Здесь было собрано около 9000 гоплитов; к ним присоединилось приблизительно такое же количество легковооруженных и небольшой вспомогательный отряд союзной Платеи. При трудности, с какою сопряжена переправа через море больших отрядов в одном транспорте, представляется очень сомнительным, чтобы персидский флот заключал значительно большее число солдат, и именно самая страшная часть персидского войска, конница, могла находиться здесь лишь в очень ограниченном количестве; а матросы почти совершенно не годились для битвы на суше. Ввиду этих обстоятельств персы медлили с нападением; они, очевидно, надеялись, что в Афинах начнется движение в пользу Писистратидов. С другой стороны, и афиняне всеми силами старались оттянуть битву до прихода спартанских союзников. Именно это соображение заставило, наконец, персидского полководца Датиса принудить афинян к битве в неудобной местности, но его легковооруженное войско не выдержало натиска греческих гоплитов. С большими потерями персы были оттеснены к своим кораблям, где они с отчаянным мужеством еще раз взялись за оружие. Действительно, им удалось спасти флот и сесть на корабли; только 7 триер остались в руках афинян. По преданию, 6400 варваров легли на поле битвы, и хотя это число, вероятно, преувеличено, однако обширные приготовления, сделанные к следующему походу в Грецию, доказывают, что поражение было очень тяжелым. Урон победителей составлял, по преданию, лишь 192 человека, но в числе убитых находились полемарх Каллимах из Афидны и один из стратегов — Стесилей.
После этого Датис сделал еще попытку завладеть афинской гаванью Фалером — попытку, которая теперь, после поражения, конечно, не могла увенчаться успехом; кроме того, при его приближении победоносное войско уже стояло наготове для защиты столицы. Таким образом, ему не оставалось ничего другого, как вернуться в Азию. Старый Гиппий не перенес этих неудач, разрушивших все его надежды, по преданию, он умер еще раньше, чем приплыл в свой Сигейон.
Итак, Аттика освободилась от нашествия, и все планы восстановления тирании рушились. Но еще гораздо крупнее, чем материальные результаты победы, было ее моральное значение. Она доказала, что персидская пехота не могла соперничать с греческими гоплитами; ореол непобедимости, окружавший до тех пор покорителей Азии, в глазах эллинов исчез в этот день. Хотя бы варвары возобновили свое нашествие с более многочисленным войском, нация могла теперь смотреть в глаза будущему с уверенностью в своих силах.

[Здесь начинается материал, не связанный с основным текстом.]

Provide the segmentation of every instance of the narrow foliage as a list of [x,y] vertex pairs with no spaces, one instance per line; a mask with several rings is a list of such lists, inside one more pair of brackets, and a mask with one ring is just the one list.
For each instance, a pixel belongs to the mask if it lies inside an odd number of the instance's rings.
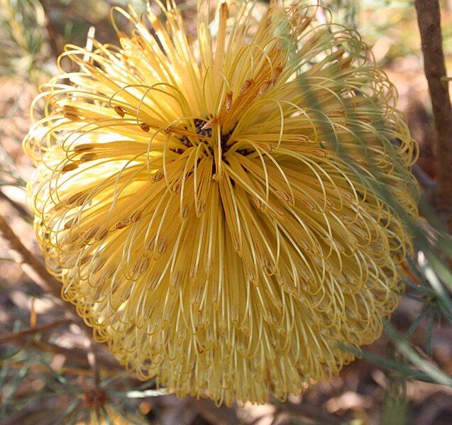
[[161,9],[114,9],[121,47],[67,46],[80,70],[44,86],[24,141],[38,239],[140,378],[285,399],[397,307],[411,242],[370,188],[415,217],[415,144],[365,45],[318,6],[200,1],[194,38]]

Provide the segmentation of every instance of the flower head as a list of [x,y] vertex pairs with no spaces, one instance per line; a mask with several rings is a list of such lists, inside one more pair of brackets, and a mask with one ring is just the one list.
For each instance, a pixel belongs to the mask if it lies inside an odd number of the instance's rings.
[[263,7],[200,0],[194,38],[172,1],[114,9],[121,47],[67,46],[79,70],[24,143],[63,298],[140,378],[219,403],[284,399],[377,338],[411,245],[375,187],[417,214],[365,45],[304,0]]

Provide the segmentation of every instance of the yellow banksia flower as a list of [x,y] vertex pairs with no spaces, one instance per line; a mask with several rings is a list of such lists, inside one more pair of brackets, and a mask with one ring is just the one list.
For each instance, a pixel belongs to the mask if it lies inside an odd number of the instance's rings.
[[175,4],[153,6],[112,11],[119,47],[67,45],[39,97],[24,146],[46,265],[140,378],[283,400],[397,307],[412,248],[383,195],[416,216],[416,146],[328,11],[200,0],[189,33]]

В Персии ни минуты не сомневались в необходимости исправить марафонскую ошибку. В первый раз ошиблись в силах неприятеля и предприняли поход с недостаточными средствами; теперь нужно было повторить попытку в большем масштабе. Но среди приготовлений к этому походу Дарий I умер, на пятом году со времени битвы при Марафоне (486 г.); а его преемник Ксеркс должен был подавить восстание в Египте, прежде чем мог приняться за исполнение планов своего отца против Греции. Таким образом, Эллада могла отдыхать после Марафона десять лет.

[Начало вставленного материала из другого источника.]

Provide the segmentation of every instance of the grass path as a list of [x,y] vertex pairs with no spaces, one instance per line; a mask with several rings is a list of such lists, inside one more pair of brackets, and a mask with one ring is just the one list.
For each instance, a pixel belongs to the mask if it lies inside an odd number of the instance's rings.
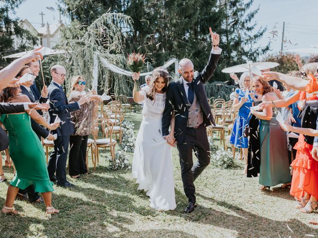
[[[137,132],[140,114],[133,113],[127,119],[135,123]],[[308,223],[318,219],[317,214],[300,213],[294,208],[295,202],[288,191],[279,186],[270,192],[259,191],[257,178],[240,175],[241,161],[236,160],[230,169],[208,166],[195,183],[198,206],[186,215],[182,211],[187,199],[175,149],[177,208],[165,212],[150,208],[145,193],[137,190],[130,171],[107,170],[108,162],[103,157],[108,151],[100,152],[95,172],[90,170],[92,174],[80,179],[68,178],[76,188],[55,186],[53,203],[60,214],[48,220],[43,204],[17,201],[19,215],[0,214],[0,238],[318,237],[316,227]],[[5,169],[9,180],[12,172]],[[0,183],[1,206],[7,187],[7,183]]]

Однако только в Афинах, которым, правда, грозила ближайшая опасность, воспользовались этим временем для того, чтобы укрепиться против угрожавшего нападения. Уже в первом году после Марафонской битвы Мильтиад сделал попытку, во главе всего афинского флота, принудить Киклады к отложению от персов. Ему, действительно, удалось добиться присоединения к Афинам западной цепи островов от Кеоса до Мелоса; остальные же Киклады оставались верными союзниками персов, и осада Пароса, начатая затем Мильтиадом, не увенчалась успехом. По возвращении он был привлечен к суду Ксантиппом из Холарга, одним из вожаков партии Алкмеонидов, женатым на племяннице Клисфена, Агаристе. Присяжные, хотя не присудили марафонского победителя к смерти, как этого требовало обвинение, но наложили на него непосильный денежный штраф. Спустя короткое время Мильтиад умер от раны, полученной при Паросе.

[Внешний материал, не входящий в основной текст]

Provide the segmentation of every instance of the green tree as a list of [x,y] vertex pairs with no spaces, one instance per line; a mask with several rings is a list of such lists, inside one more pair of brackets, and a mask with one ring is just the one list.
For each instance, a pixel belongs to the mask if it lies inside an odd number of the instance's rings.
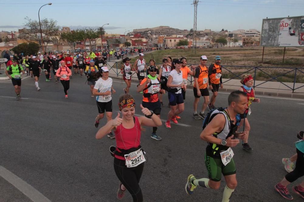
[[178,46],[182,46],[183,47],[184,46],[188,45],[188,44],[189,42],[187,39],[181,39],[176,44],[176,45]]
[[126,41],[125,42],[125,46],[126,47],[130,47],[131,46],[131,43],[129,41]]
[[227,44],[227,40],[224,37],[219,37],[215,40],[215,42],[220,44],[223,46]]
[[17,54],[23,53],[25,55],[35,54],[39,50],[39,45],[36,43],[22,43],[13,48],[12,50]]
[[33,20],[27,17],[25,18],[26,27],[19,37],[28,41],[36,41],[41,46],[45,46],[47,43],[52,41],[52,38],[58,35],[59,26],[57,25],[57,21],[53,19],[45,18],[40,21],[42,38],[44,44],[41,44],[41,36],[39,21]]

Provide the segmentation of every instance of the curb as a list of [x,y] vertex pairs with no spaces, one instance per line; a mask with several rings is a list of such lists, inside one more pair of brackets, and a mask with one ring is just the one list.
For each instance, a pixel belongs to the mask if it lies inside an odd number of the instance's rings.
[[[110,77],[112,79],[117,80],[121,80],[121,76],[115,76],[112,75],[109,75],[109,77]],[[191,85],[188,85],[187,88],[188,88],[193,89],[193,86]],[[237,89],[235,88],[220,88],[219,91],[220,92],[231,92],[233,91],[236,90]],[[266,91],[259,91],[257,90],[255,91],[255,94],[257,95],[266,95],[267,96],[270,96],[272,97],[282,97],[284,98],[299,98],[304,99],[304,93],[281,93],[281,92],[269,92]]]

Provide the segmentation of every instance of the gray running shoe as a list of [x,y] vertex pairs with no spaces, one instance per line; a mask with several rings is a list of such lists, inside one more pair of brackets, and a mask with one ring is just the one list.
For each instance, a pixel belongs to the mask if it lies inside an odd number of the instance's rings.
[[199,120],[201,119],[201,117],[199,116],[199,114],[193,114],[192,116],[193,118]]
[[205,114],[205,113],[202,114],[202,112],[199,112],[199,115],[203,119],[205,119],[205,118],[206,118],[206,115]]
[[156,133],[152,133],[152,134],[151,134],[151,138],[156,140],[161,140],[161,137],[157,135]]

Теперь оставили наступательную политику против Персии; не пытались даже вернуть себе Лемнос и Имброс, которые отпали после ионийского восстания. Вместо этого ограничились более легкой задачей — изгнать из города друзей тиранов или тех, кого считали таковыми. Гиппарх из Коллита (см. выше, с.297) был подвергнут изгнанию посредством остракизма (весной 487 г.); эта мера была теперь впервые применена.